|Reedbed in Terryland Forest Park, Dyke Road, Galway city|
Restoring bogs, wetlands and forests is key to flood defence
The large scale flooding being experienced by Ireland and destroying many people’s homes and livelihoods is partly a result of man-made global climate change where the warming of the atmosphere is leading to ever more stormy weather and heavy rainfall across north western Europe. But in the case of this country it is also due to the serious loss of natural habitats such as bogs, wetlands and floodplain meadows that use to soak up and retain water. Furthermore there is the added problem in our rural areas of compacted soil caused by intensive grazing and other modern farming practices as well as increased urbanisation characterised by concrete and tarmac surfaces which do not absorb rainwater. Rivers are becoming ever more disconnected from their natural floodplains by land reclamation for built development and the construction of defences that include forcing water into narrower channels that will inevitably overflow or burst their banks in this epoch of increased rainfall.
Building in Floodplains: A Madness Driven by Greed
Our politicians and the National Emergency Co-ordination group have to realise that building more flood-walls, culverts and canals are expensive solutions that in many cases are doomed to failure. Sustainable flood relief can only come about by making more space for water and not less which is sadly what we have been doing for far too long. Building in flood-plains against expert advice merely to satisfy the demands of landowners and property speculators was one of the most calamitous political errors of the last few decades and which is now coming back to haunt us. Recently former Minister of the Environment and Local Government Noel Dempsey stated that counties such as Galway, Roscommon and Cork that are suffering greatly at present were some of the very counties that the government had to issue directions to change their draft development plans because the guidelines on flood-risk management were being ignored. Don Moore of the Irish Academy of Engineering stated bluntly on RTE Radio News “that the message of the future is clear –don’t ever build on a flood plain.” The environmental NGO An Taisce were warning for decades of the consequences of building in such areas and in the process were harangued by politicians of the main political parties for being ‘anti-development’. In the case of Galway, the organisation has recently reminded the public of their disagreements with the blocking of turloughs in the southern part of the county and the deforestation in the Slieve Aughty mountains as well as their call for a single authority for the River Shannon. Insurance cover for huge numbers of families like my own who bought properties in what we were not told at the time were located in flood-plains is a ‘councillors-caused’ disaster that has to be addressed and accounted for.

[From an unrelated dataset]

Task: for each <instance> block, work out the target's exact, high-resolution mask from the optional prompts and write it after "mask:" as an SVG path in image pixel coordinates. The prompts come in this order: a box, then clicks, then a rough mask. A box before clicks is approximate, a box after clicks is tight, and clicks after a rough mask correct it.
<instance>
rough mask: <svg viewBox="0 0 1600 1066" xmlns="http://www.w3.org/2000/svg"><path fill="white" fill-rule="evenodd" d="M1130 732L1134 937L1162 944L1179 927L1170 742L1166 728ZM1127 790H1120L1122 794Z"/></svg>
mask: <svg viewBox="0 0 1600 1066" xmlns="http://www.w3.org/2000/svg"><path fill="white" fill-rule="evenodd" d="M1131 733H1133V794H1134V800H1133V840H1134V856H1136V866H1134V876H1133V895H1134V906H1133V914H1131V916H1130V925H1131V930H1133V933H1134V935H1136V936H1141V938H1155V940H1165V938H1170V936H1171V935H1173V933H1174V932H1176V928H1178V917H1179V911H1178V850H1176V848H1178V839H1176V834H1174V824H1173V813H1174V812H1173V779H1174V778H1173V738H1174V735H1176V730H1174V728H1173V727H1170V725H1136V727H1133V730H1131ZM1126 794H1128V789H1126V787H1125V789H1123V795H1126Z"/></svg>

Work with Nature, not against it
There is now an urgent need now to radically transform our approach by developing a new strategy to work with Nature and not against it. As well as restoring riverine reedbeds, marshes, callows, bogs and coastal wetlands, the state needs to partner local communities and landowners in implementing a nationwide policy of native tree planting to create forests and woodlands including in urban areas as we are doing in Galway city through the Terryland Forest Park where nearly 100,000 trees have been planted by a partnership of the city council, environmentalists, schools and residents groups since 2000. Recognised scientific research shows that one large tree can lift up to 450 litres of water out of the ground and discharge daily it into the air. It is estimated too that for every five percent of tree cover added to an area, storm-water runoff is reduced by approximately two percent.
We need to look at best methods of engineering water absorption into our urban built environment by for instance placing rooftop gardens on buildings, replacing concrete plazas by wooded parks and piping rainwater into toilet cisterns.
It would be a major policy shift for the Irish state to move towards expanding rather than destroying natural habitats. But we have to realize that we are part of nature and not above it. It was the latter philosophy that brought about catastrophic global climate change and the COP21 Paris international conference signed by all governments of the world recognised this. So now is the time for the Irish state to honour its international commitments and use the geographical processes of the Earth to develop long-term sustainable natural defenses against flooding.